Stepney Murders  

Israel Lipski

I am grateful to Jeff Bloomfield of London for the additional details which appear in this item.

On 28 June 1887 Miriam Angel was found dead at 16 Batty Street, off Commercial Road. Someone had poured nitric acid down her throat and Dr Hildreth Kay (born in Mile End Old Town) who had a surgery on the corner of Batty St and Commercial Rd was called to the scene.

Both she and her husband, Isaac, a boot riveter, who was also living in the house, had come from Warsaw 10 months before.

Israel Lipski (born Poland) was a lodger in the same house and he was charged with her murder having been found under the bed where she had died.

Although Lipski was found under the bed, and unconscious from apparently taking poison - there was (and still remains) considerable doubt about his guilt in the murder of Mrs. Angel.  He claimed three men forced him to swallow the poison, and he had nothing to do with the murder.  This line of investigation was not well handled by the police (after all, they had a suspect on the site of the crime).  However, it was taken up by William T. Stead, the crusading journalist, in his newspaper The Pall Mall Gazette.

Stead's act was not altruistic.  He was an egotist, and he was trying to flex the muscles of the rather sedate journalism of 19th Century England.  He had done a series on white slavery in London, a few years earlier: "The Maiden Tribute of Babylon".  It culminated in his going to prison for a few months for purchasing an underage girl from her mother - supposedly for sexual reasons.  Stead always treated his imprisonment as a badge of honor and martyrdom.  The campaign did lead to some new legislation against child white slavery.  This spurred Stead on to tackle the divorce laws, and to help a woman, Mrs.
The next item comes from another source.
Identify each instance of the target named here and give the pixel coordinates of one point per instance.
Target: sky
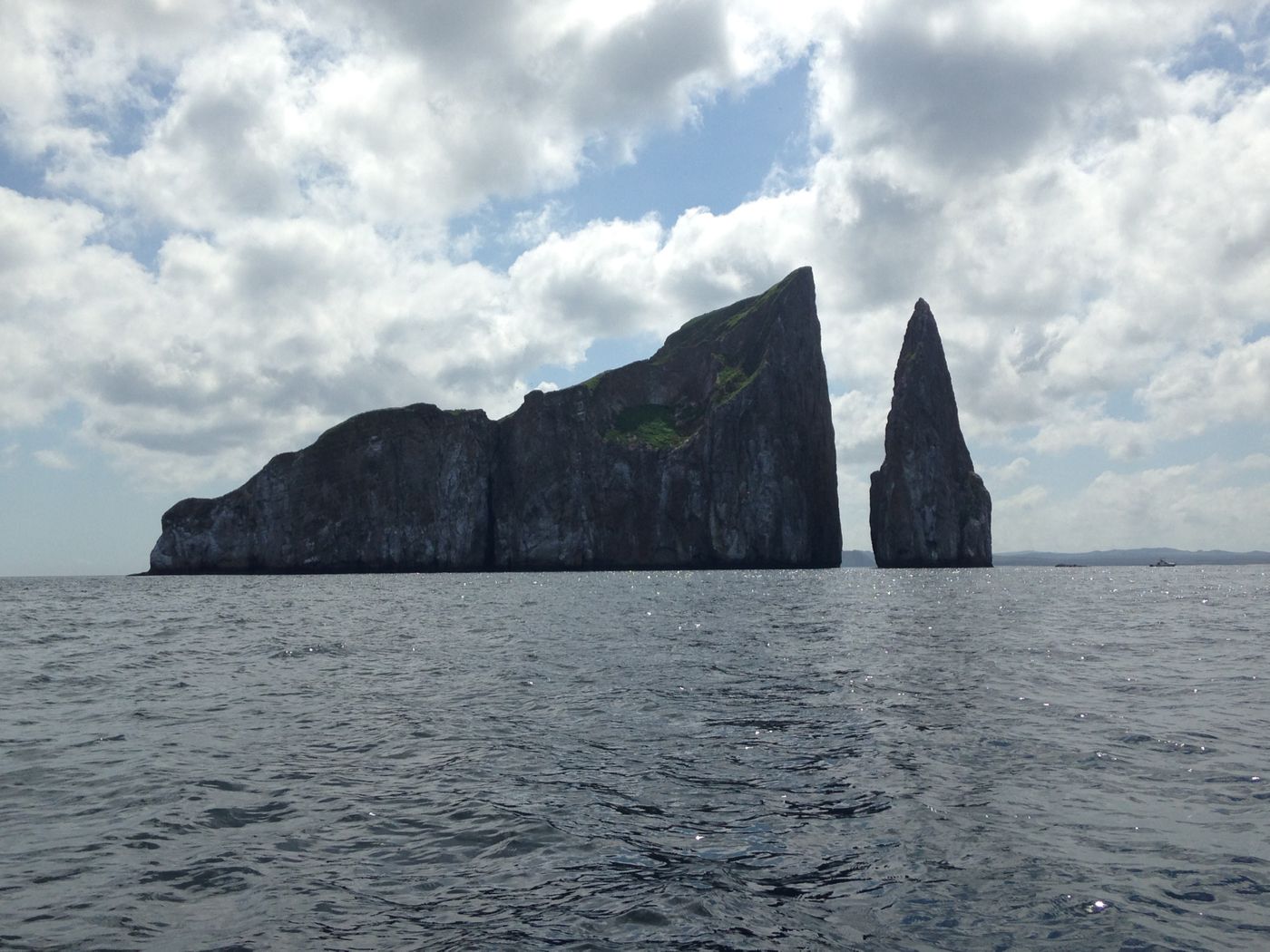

Langworthy, who was victimized by her husband behind antiquated laws.  Again Stead had great success. And the circulation of the Gazette rose as well.  Lipski gave Stead a chance to expand "trial by newspaper" against the ultimate in the criminal law.  In reality, despite going to the mat for Lipski, Stead did not like or trust Jews.

He did have his affect.  The Home Secretary, Henry Matthews, and the trial judge, Sir James Fitzjames Stephen, did review the evidence and consider the new evidence Stead had found against the men Lipski suspected.  As they approached possibly recommending a reduction of the death sentence to life imprisonment, they were told that Lipski had suddenly confessed.

He had made a confession, but it left as many questions as it supposedly answered. Also, it seems to have been pressured on him by a busybody Rabbi, who wanted Israel to confess so that the growing anti-Semitic outbursts in  London would die down.  So, in retrospect, the confession's value seems to be worthless, but it was enough for Matthews and Stephen to drop further efforts to reduce the sentence.

As a result of it, Lipski was hanged in 1887 and soon Lipski's name came to be used as an insulting word.

The best account of the Lipski case is Martin Friedland's THE TRIALS OF ISRAEL LIPSKI.